The "major hidden danger" of gold prices: Central banks are buying less?

Central bank gold purchasing demand slows, and gold prices face challenges. A Deutsche Bank report shows that global central bank gold demand fell by one-third in Q2, reaching the lowest level since 2022, which may force analysts to lower their gold price expectations for 2026 to $3,600 per ounce. Changes in central bank demand have compressed the share of jewelry demand, and reserve managers may be more focused on the dollar value of gold allocation rather than its weight. This trend poses a downside risk to gold price forecasting models
Central bank gold purchasing demand slows, and the important support for gold prices faces testing, which may trigger expectation adjustments.

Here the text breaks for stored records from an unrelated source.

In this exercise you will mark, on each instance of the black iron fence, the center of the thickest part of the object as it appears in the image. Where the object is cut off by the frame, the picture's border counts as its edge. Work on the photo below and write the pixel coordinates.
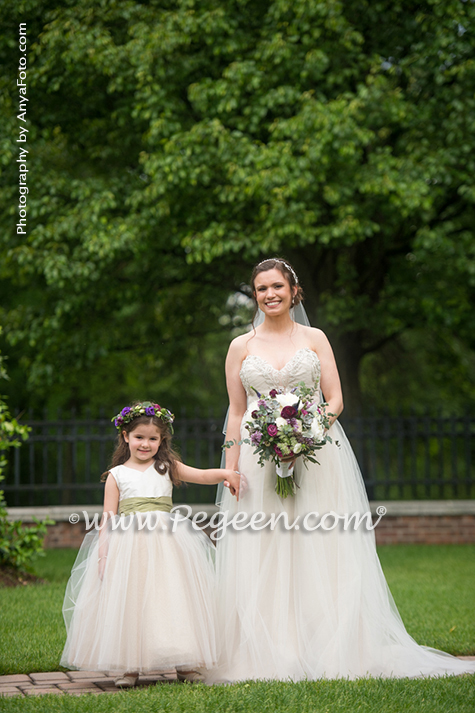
(403, 457)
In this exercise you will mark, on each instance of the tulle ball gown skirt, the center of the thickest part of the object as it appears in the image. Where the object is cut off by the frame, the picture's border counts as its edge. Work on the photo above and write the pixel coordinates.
(298, 604)
(153, 610)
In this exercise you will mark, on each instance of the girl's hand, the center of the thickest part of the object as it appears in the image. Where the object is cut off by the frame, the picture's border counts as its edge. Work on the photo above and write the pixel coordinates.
(236, 482)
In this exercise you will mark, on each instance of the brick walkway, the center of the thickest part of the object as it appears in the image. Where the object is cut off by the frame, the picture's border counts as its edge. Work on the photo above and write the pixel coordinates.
(73, 682)
(78, 682)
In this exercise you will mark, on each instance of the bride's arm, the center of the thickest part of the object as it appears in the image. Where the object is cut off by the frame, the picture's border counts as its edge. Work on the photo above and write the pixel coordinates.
(330, 379)
(237, 399)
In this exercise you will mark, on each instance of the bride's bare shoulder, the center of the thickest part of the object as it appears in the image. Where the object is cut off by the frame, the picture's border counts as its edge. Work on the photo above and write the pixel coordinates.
(238, 347)
(316, 337)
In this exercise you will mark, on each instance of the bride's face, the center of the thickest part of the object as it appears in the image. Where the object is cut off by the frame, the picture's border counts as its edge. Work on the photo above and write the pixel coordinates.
(273, 292)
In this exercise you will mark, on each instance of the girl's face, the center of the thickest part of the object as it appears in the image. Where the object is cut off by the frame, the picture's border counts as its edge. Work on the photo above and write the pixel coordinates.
(273, 292)
(144, 442)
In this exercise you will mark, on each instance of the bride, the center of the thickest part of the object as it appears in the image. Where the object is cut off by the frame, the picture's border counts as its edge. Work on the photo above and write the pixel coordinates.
(295, 603)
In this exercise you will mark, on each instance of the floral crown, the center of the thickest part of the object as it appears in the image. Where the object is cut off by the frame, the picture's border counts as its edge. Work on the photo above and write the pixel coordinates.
(143, 408)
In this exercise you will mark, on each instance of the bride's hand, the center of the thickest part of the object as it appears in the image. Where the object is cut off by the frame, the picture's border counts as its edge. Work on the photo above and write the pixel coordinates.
(289, 459)
(237, 483)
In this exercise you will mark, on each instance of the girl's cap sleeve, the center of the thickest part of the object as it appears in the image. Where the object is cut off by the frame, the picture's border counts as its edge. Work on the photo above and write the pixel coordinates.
(115, 473)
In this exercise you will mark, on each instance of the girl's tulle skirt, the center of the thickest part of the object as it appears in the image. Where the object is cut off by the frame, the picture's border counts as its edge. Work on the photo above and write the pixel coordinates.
(154, 608)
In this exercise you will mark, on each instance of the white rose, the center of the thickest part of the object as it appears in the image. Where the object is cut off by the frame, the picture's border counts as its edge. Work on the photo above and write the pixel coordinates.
(286, 399)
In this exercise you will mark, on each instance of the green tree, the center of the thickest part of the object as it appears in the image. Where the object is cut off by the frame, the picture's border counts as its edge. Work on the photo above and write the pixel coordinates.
(177, 142)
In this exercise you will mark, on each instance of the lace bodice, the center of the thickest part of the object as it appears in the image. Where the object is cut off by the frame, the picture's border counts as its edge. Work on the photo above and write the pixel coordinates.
(258, 373)
(135, 483)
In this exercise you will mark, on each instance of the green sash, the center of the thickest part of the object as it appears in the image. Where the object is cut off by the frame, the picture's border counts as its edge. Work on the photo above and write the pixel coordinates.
(131, 505)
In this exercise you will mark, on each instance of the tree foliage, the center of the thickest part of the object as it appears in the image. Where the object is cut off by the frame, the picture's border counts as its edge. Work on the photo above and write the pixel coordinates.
(175, 142)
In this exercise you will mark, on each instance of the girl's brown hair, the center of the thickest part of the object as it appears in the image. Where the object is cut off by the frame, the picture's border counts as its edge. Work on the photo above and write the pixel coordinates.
(284, 266)
(166, 457)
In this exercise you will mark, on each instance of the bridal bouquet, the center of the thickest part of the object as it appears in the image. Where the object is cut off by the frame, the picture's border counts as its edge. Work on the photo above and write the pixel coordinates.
(287, 425)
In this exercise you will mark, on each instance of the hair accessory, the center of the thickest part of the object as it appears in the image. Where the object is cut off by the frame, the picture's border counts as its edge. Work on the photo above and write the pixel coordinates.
(143, 408)
(289, 268)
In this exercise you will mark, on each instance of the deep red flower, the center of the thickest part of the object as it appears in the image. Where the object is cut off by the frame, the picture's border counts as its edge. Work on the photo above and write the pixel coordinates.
(288, 412)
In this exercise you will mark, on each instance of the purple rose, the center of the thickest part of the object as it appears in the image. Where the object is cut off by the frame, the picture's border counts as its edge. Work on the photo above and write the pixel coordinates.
(288, 412)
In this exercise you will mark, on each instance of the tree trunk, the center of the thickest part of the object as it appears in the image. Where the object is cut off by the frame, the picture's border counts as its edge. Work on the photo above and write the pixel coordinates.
(348, 355)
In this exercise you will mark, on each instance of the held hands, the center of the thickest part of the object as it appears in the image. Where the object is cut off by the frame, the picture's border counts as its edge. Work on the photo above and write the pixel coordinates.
(235, 481)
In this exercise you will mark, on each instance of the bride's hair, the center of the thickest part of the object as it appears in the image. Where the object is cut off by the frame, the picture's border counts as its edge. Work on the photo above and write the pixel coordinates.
(284, 266)
(166, 457)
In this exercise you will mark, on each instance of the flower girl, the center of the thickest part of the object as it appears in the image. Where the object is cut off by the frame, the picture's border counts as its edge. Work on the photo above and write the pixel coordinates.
(141, 593)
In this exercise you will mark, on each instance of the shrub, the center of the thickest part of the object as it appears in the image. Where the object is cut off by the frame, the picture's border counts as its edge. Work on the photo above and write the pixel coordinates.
(19, 545)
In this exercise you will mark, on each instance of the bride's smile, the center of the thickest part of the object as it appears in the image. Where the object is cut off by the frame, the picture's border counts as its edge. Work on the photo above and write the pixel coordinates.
(273, 292)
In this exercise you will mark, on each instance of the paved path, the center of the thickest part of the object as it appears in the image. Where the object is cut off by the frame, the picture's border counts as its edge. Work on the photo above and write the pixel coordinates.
(78, 682)
(73, 682)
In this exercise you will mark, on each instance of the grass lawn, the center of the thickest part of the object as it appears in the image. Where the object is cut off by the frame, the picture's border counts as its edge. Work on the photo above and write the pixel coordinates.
(433, 587)
(443, 695)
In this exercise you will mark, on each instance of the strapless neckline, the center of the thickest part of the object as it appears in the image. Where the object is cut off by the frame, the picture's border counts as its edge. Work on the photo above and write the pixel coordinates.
(290, 361)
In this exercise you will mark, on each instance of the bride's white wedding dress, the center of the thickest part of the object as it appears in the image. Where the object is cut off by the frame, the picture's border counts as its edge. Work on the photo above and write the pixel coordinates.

On August 8, according to news from the Chasing Wind Trading Desk, a gold demand analysis report released by Deutsche Bank revealed a concerning trend for investors: global central bank gold demand saw a significant decline in Q2.
Data shows that central bank gold demand in the second quarter dropped by one-third compared to the first quarter, reaching the lowest level since the second quarter of 2022. The bank stated that this change is particularly noteworthy, as central bank demand has been a core driver pushing gold prices to new highs in recent years.
The research report pointed out that the slowdown in central bank demand means that the important support for rising gold prices is weakening. Therefore, this trend poses a potential threat to gold prices, which may force analysts to lower their gold price expectations for 2026 to $3,600 per ounce.
Sharp Decline in Central Bank Gold Purchases Triggers Alarm
The research report noted that, according to data released by the World Gold Council for the second quarter, global central bank gold demand has shown a worrying decline. Central bank gold purchases in the second quarter plummeted by one-third compared to the first quarter, setting a record low since the second quarter of 2022.
Deutsche Bank believes this change is particularly critical, as central bank demand has been an important force driving gold prices higher in recent years.
Additionally, data also shows that the share of central bank demand in the global gold market has doubled from 10% in 2021 to 21% in 2024.
Deutsche Bank stated that this change in demand structure has become a key factor driving gold prices up, while also compressing the share of jewelry demand, bringing it down to the third lowest level since 1977.
Interestingly, Deutsche Bank proposed a viewpoint in the report to explain the contradiction between central bank demand data and survey results: reserve managers may be measuring gold allocation more in terms of dollar value rather than ounce weight.
The bank stated that from the perspective of actual dollar value, the decline in central bank demand in the second quarter was only 23%, rather than the 33% calculated by ounces.
This observation suggests that, in the context of continuously rising gold prices, central banks may be adjusting their gold purchasing strategies, focusing more on the value of allocations rather than the quantity. If this logic holds, then the sustained strength of gold prices themselves may become a factor limiting central banks from further large-scale gold purchases.
Challenges Facing the Forecast Model
Deutsche Bank acknowledges that the slowdown in central bank demand poses a downside risk to its gold price forecast model. The bank had previously assumed that central bank demand would remain around 1,000 tons in 2025, falling to about 750 tons in 2026. However, the actual demand in the first half of 2025 was only 415 tons, which means that 585 tons need to be achieved in the second half to meet the annual target, putting significant pressure on the forecast.
The bank's scenario analysis indicates that if central bank demand continues at the current pace, the gold price forecast for 2026 may need to be revised down from the current $3,700 per ounce to around $3,600 per ounce. In a more extreme case, if annual central bank demand drops to 500 tons, the gold price forecast could fall to $3,300 per ounce.
Deutsche Bank analysts have set 375 tons per half-year as the critical point for maintaining the current forecast; falling below this level would justify a downward revision. However, Deutsche Bank currently maintains its 2026 gold price forecast of $3,700 per ounce based on three key factors:
First, the bank has adopted relatively conservative assumptions for central bank demand in its 2026 forecast, with an expected annual demand of 750 tons providing some buffer for the model.
Second, the latest survey by the World Gold Council shows that the proportion of respondents expecting their own institutions and global central banks to increase gold holdings in the next 12 months has reached a record high.
Third, other sources of investment demand are expected to partially offset the shortfall in central bank demand.
Deutsche Bank specifically mentions that the U.S. may introduce policy changes, such as including precious metal funds in 401(k) retirement plans through executive orders, which could bring new demand dynamics to the gold market.
Additionally, the analysis shows that there is an asymmetry in the response of jewelry consumption and the gold recycling market, providing additional support for gold prices.